Motivation. The advantages are:
- There is no degradation in portability.
- Simplicity.
- Using "re" and "im" simplifies programming since reading or writing complex data is equivalent to reading or writing two real data arrays. Since reading or writing real data must be implemented in any case, the extra work in implementing reading/writing complex is just a few lines (essentially two lines for reading and two lines for writing).
- Data storage is minimized if all the real and/or imaginary parts are the same.
- We don't have to worry about new formats and how to handle them.
- No fallbacks to complicate things.
- No worrying about if there is opaque storage size optimization of complex data types.
As reasoned above, we do not have a file format that does not support complex in our production workflows. Due to the reasons above (maintenance, reference implementations, upgrades, etc.) I would not standardize this until someone has a concrete example workflow where this is needed.
You are of course welcome to provided PRs to the reference implementations (viewer, API, validator scripts, upgrader, VisIt, ...) with concrete challenges that cannot be addressed otherwise and we can move the priority up. But I do not see the need right now with the tools and file formats we are using. I think this is a file format task and we intentionally rely on file formats for such things, because it's the scalable and maintainable thing to do.
We can have a VC in new year if you like to talk more about this.
As reasoned above, we do not have a file format that does not support complex in our production workflows.
This is not true.

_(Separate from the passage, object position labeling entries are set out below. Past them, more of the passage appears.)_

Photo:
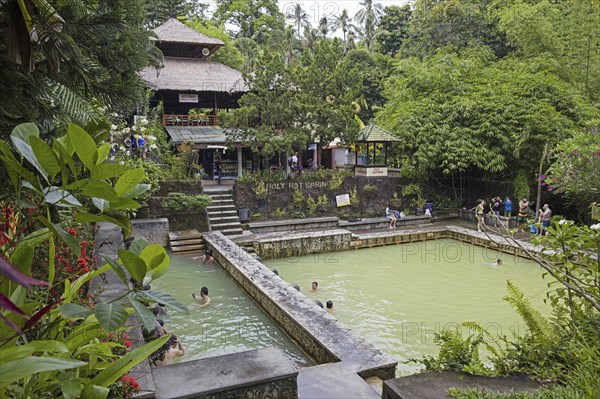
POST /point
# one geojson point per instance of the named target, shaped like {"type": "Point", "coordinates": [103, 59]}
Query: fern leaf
{"type": "Point", "coordinates": [538, 326]}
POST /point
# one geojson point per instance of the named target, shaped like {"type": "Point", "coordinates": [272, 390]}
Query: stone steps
{"type": "Point", "coordinates": [227, 212]}
{"type": "Point", "coordinates": [224, 208]}
{"type": "Point", "coordinates": [224, 219]}
{"type": "Point", "coordinates": [222, 215]}
{"type": "Point", "coordinates": [187, 241]}
{"type": "Point", "coordinates": [232, 232]}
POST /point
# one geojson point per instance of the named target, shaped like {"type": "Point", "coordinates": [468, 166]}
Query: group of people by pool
{"type": "Point", "coordinates": [544, 214]}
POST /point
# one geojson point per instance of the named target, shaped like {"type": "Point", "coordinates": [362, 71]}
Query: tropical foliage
{"type": "Point", "coordinates": [71, 61]}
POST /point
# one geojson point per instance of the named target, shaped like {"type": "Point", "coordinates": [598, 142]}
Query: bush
{"type": "Point", "coordinates": [179, 202]}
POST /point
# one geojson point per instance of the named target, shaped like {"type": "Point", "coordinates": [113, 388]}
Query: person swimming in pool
{"type": "Point", "coordinates": [204, 298]}
{"type": "Point", "coordinates": [206, 258]}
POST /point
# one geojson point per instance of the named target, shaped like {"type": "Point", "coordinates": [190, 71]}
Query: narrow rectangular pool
{"type": "Point", "coordinates": [233, 322]}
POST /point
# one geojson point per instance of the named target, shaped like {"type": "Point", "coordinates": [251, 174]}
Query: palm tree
{"type": "Point", "coordinates": [249, 50]}
{"type": "Point", "coordinates": [310, 37]}
{"type": "Point", "coordinates": [342, 22]}
{"type": "Point", "coordinates": [285, 42]}
{"type": "Point", "coordinates": [324, 26]}
{"type": "Point", "coordinates": [369, 13]}
{"type": "Point", "coordinates": [299, 16]}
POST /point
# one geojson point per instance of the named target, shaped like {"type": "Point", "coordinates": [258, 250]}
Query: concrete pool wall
{"type": "Point", "coordinates": [273, 246]}
{"type": "Point", "coordinates": [321, 335]}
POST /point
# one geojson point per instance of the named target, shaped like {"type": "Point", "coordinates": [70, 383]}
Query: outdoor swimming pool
{"type": "Point", "coordinates": [398, 296]}
{"type": "Point", "coordinates": [231, 323]}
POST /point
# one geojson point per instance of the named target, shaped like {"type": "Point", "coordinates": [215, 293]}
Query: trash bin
{"type": "Point", "coordinates": [244, 214]}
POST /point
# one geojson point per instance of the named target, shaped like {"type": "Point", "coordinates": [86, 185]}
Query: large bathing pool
{"type": "Point", "coordinates": [231, 323]}
{"type": "Point", "coordinates": [398, 296]}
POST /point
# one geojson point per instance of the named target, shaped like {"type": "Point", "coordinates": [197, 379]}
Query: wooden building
{"type": "Point", "coordinates": [194, 90]}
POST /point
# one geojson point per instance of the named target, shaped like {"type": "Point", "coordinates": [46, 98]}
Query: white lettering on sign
{"type": "Point", "coordinates": [188, 98]}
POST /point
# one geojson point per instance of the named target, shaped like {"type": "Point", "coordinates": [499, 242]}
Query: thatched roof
{"type": "Point", "coordinates": [374, 134]}
{"type": "Point", "coordinates": [197, 134]}
{"type": "Point", "coordinates": [174, 31]}
{"type": "Point", "coordinates": [191, 74]}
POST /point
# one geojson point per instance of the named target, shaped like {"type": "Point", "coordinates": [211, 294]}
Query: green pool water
{"type": "Point", "coordinates": [232, 323]}
{"type": "Point", "coordinates": [398, 296]}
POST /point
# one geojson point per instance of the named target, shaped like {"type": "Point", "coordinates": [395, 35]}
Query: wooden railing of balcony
{"type": "Point", "coordinates": [186, 120]}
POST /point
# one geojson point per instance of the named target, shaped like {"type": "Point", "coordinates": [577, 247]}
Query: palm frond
{"type": "Point", "coordinates": [75, 106]}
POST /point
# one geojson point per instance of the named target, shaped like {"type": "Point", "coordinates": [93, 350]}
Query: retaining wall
{"type": "Point", "coordinates": [303, 243]}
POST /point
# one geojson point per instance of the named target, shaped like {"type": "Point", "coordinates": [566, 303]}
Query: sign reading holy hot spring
{"type": "Point", "coordinates": [295, 185]}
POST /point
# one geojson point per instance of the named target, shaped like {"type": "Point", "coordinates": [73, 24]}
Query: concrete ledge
{"type": "Point", "coordinates": [255, 373]}
{"type": "Point", "coordinates": [435, 385]}
{"type": "Point", "coordinates": [293, 224]}
{"type": "Point", "coordinates": [277, 245]}
{"type": "Point", "coordinates": [380, 223]}
{"type": "Point", "coordinates": [489, 219]}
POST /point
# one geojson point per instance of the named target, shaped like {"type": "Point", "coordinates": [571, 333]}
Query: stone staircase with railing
{"type": "Point", "coordinates": [222, 215]}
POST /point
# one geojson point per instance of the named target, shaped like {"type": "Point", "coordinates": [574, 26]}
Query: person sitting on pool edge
{"type": "Point", "coordinates": [205, 299]}
{"type": "Point", "coordinates": [206, 258]}
{"type": "Point", "coordinates": [169, 352]}
{"type": "Point", "coordinates": [391, 216]}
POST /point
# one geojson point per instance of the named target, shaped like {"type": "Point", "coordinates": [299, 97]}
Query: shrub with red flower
{"type": "Point", "coordinates": [124, 388]}
{"type": "Point", "coordinates": [15, 223]}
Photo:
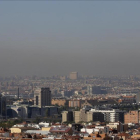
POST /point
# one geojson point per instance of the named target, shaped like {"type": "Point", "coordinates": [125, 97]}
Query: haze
{"type": "Point", "coordinates": [48, 38]}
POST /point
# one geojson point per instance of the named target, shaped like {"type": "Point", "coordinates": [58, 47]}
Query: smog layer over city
{"type": "Point", "coordinates": [69, 70]}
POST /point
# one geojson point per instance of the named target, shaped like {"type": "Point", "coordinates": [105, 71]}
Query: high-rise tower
{"type": "Point", "coordinates": [42, 97]}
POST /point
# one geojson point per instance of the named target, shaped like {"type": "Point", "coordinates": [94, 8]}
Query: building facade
{"type": "Point", "coordinates": [42, 97]}
{"type": "Point", "coordinates": [132, 117]}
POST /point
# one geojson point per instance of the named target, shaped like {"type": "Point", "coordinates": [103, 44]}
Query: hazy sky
{"type": "Point", "coordinates": [48, 38]}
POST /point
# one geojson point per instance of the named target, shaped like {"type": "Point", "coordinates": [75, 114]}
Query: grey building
{"type": "Point", "coordinates": [42, 97]}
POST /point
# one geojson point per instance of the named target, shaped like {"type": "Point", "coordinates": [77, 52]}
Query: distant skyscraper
{"type": "Point", "coordinates": [42, 97]}
{"type": "Point", "coordinates": [89, 90]}
{"type": "Point", "coordinates": [138, 98]}
{"type": "Point", "coordinates": [73, 75]}
{"type": "Point", "coordinates": [3, 106]}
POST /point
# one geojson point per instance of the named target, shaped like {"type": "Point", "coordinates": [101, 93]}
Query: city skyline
{"type": "Point", "coordinates": [55, 38]}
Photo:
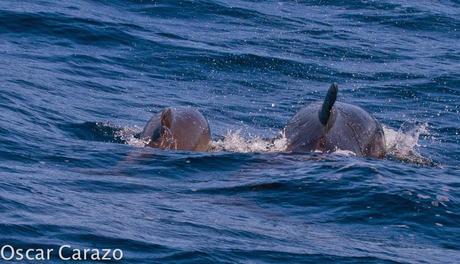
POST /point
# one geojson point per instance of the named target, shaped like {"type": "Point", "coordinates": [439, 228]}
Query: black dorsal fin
{"type": "Point", "coordinates": [325, 111]}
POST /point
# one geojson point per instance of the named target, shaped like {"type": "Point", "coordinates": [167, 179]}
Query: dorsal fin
{"type": "Point", "coordinates": [166, 117]}
{"type": "Point", "coordinates": [325, 111]}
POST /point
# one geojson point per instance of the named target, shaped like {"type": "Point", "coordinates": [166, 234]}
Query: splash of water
{"type": "Point", "coordinates": [402, 144]}
{"type": "Point", "coordinates": [235, 142]}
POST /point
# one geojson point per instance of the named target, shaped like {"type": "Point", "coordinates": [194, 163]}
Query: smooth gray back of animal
{"type": "Point", "coordinates": [348, 127]}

Let me quote again from https://mathematica.stackexchange.com/questions/63983/hdf5-and-complex-numbers
HDF5 does not directly support complex numbers. Programs that do seem to be able to export complex numbers (like armadillo) to HDF5 will in reality split them into real and imaginary part and use their own non-standard convention for storing these. This means that while they can sometimes read back their own data, there is no compatibility between different software regarding storing complex values in HDF5.
In terms of maintenance, reference implementations, upgrades, etc., my proposal is actually superior to using a struct since there is less code to write.
I agree with the @DavidSagan 's post above for labeling 're' and 'im' datasets.